For a signal of length 16 and a 3-level haar transform, I found that this matrix in matlab
>> h=[1 1];
>> g=[1 -1];
>> m1=[[ones(1,8) zeros(1,8); ...
zeros(1,8) ones(1,8); ...
1 1 1 1 -1 -1 -1 -1 zeros(1,8); ...
zeros(1,8) 1 1 1 1 -1 -1 -1 -1]/sqrt(8); ...

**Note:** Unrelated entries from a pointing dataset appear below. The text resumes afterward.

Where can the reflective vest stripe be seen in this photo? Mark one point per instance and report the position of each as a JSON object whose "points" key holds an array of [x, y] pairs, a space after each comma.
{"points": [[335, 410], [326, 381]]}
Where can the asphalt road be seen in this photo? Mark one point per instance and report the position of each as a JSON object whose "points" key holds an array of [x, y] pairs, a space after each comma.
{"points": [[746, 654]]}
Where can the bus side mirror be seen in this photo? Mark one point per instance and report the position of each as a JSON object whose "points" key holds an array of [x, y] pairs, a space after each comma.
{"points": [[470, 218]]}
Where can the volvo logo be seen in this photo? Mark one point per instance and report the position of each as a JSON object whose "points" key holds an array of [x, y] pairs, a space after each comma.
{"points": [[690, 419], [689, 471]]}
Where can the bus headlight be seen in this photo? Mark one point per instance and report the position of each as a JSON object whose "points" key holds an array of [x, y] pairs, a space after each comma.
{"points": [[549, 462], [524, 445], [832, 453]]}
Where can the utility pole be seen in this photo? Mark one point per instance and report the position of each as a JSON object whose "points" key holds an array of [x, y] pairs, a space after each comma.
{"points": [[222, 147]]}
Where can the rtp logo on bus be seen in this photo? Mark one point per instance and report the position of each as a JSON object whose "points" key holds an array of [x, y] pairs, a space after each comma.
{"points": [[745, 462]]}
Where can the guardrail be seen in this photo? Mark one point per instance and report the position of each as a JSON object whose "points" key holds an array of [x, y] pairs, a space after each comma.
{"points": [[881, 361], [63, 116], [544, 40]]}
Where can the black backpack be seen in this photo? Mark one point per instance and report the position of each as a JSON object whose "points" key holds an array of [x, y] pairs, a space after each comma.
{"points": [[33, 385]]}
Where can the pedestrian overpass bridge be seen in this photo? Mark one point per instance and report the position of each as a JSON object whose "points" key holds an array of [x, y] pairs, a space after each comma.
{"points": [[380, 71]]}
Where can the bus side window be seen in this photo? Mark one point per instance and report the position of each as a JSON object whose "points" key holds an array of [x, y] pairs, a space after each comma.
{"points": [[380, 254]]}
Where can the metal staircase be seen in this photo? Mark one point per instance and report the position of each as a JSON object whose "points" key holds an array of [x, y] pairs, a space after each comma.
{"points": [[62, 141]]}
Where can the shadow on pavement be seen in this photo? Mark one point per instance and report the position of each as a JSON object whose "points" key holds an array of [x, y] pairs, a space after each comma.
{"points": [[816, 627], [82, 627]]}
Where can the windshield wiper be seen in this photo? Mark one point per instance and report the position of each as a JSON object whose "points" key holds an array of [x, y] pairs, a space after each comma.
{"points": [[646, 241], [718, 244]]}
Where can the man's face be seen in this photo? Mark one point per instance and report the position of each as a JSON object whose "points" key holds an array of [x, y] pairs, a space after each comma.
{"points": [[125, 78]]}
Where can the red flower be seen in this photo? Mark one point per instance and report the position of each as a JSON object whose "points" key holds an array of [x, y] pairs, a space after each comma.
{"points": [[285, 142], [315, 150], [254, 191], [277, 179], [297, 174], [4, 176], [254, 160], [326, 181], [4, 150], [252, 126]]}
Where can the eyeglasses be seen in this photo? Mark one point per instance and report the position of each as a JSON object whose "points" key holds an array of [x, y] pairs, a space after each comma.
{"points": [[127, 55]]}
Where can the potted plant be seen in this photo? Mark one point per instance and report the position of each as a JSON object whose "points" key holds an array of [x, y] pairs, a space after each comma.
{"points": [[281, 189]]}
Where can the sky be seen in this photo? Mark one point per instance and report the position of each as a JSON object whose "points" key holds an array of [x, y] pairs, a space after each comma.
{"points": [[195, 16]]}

[1 1 -1 -1 zeros(1,12); ...
zeros(1,4) 1 1 -1 -1 zeros(1,8); ...
zeros(1,8) 1 1 -1 -1 zeros(1,4); ...
zeros(1,12) 1 1 -1 -1]/sqrt(4); ...
[g zeros(1,14); ...
zeros(1,2) g zeros(1,12); ...
zeros(1,4) g zeros(1,10); ...
zeros(1,6) g zeros(1,8); ...
zeros(1,8) g zeros(1,6); ...
zeros(1,10) g zeros(1,4); ...
zeros(1,12) g zeros(1,2); ...
zeros(1,14) g]/sqrt(2)]
m1 =
A A A A A A A A 0 0 0 0 0 0 0 0
0 0 0 0 0 0 0 0 A A A A A A A A
A A A A -A -A -A -A 0 0 0 0 0 0 0 0
0 0 0 0 0 0 0 0 A A A A -A -A -A -A
B B -B -B 0 0 0 0 0 0 0 0 0 0 0 0
0 0 0 0 B B -B -B 0 0 0 0 0 0 0 0
0 0 0 0 0 0 0 0 B B -B -B 0 0 0 0
0 0 0 0 0 0 0 0 0 0 0 0 B B -B -B
C -C 0 0 0 0 0 0 0 0 0 0 0 0 0 0
0 0 C -C 0 0 0 0 0 0 0 0 0 0 0 0
0 0 0 0 C -C 0 0 0 0 0 0 0 0 0 0
0 0 0 0 0 0 C -C 0 0 0 0 0 0 0 0
0 0 0 0 0 0 0 0 C -C 0 0 0 0 0 0
0 0 0 0 0 0 0 0 0 0 C -C 0 0 0 0
0 0 0 0 0 0 0 0 0 0 0 0 C -C 0 0
0 0 0 0 0 0 0 0 0 0 0 0 0 0 C -C
where A=1/sqrt(8)
, B=1/sqrt(4)
and C=1/sqrt(2)
.
corresponds to the FWT. That shows you how you build your matrix from the filters. You start with the bottom half of the matrix --a matrix of zeroes, putting filter g
2 steps further every row. then make the filter twice as wide and repeat, only now shift 4 steps at a time. repeat this until you are at the highest level of decomposition, the finally put the approximation filter in at the same width (here, 8).
just as a check
>> signal=1:16; % ramp
>> [h g]=daubcqf(2); % Haar coefficients from the Rice wavelet toolbox
>> fwt(h,signal,3) % fwt code by Jeffrey Kantor
>> m1*signal' % should produce the same vector
Hope that helps you writing it in C++. It is not difficult (a bit of bookkeeping) but as said, noone uses it because efficient algorithms do not need it.